Most political groups in Washington would have been barred by law from accepting that kind of direct aid from corporations. But by taking advantage of political finance laws, the caucus has built a fund-raising juggernaut unlike anything else in town.
It has a traditional political fund-raising arm subject to federal rules. But it also has a network of nonprofit groups and charities that allow it to collect unlimited amounts of money from corporations and labor unions.
From 2004 to 2008, the Congressional Black Caucus’s political and charitable wings took in at least $55 million in corporate and union contributions, according to an analysis by The New York Times, an impressive amount even by the standards of a Washington awash in cash. Only $1 million of that went to the caucus’s political action committee; the rest poured into the largely unregulated nonprofit network. (Data for 2009 is not available.)

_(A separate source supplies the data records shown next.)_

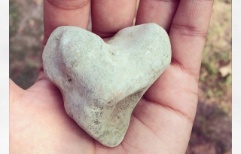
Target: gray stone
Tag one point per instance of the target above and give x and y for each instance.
(101, 83)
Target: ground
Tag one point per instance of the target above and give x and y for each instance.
(212, 130)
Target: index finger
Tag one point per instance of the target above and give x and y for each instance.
(65, 13)
(188, 34)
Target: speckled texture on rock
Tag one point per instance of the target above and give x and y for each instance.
(101, 83)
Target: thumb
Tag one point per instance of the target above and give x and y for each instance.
(14, 91)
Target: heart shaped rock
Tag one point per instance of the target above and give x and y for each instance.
(101, 83)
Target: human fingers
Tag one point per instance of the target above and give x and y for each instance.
(188, 33)
(157, 11)
(65, 13)
(108, 16)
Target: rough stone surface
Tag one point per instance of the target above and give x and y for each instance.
(101, 83)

The very laws that were to prohibit this sort of arrangement, actually made it possible.
The CBC has been taking increased criticism of what is seen as a conflating of the charitable and political activities of the organization and in fact, federal tax records show that in 2008, the Congressional Black Caucus Foundation spent more on the caterer for its signature legislative dinner and conference ($700,000) than it gave out in scholarships.
The CBC is a great example of how McCain-Feingold did nothing to stem the tide of corporate cash flowing into politics but rather forced the money underground to be laundered through an elaborate nonprofit network.
Money isn't the problem, it's the transparency or lack thereof that is needed to show to what extent that money is influencing the political process.
H/T: Hot Air
1 comment:
You mean the same New York Times in which foreign gazillionaire Carlos Slim Helu has a significant ownership stake?
We better shut down their free speech rights before they influence elections.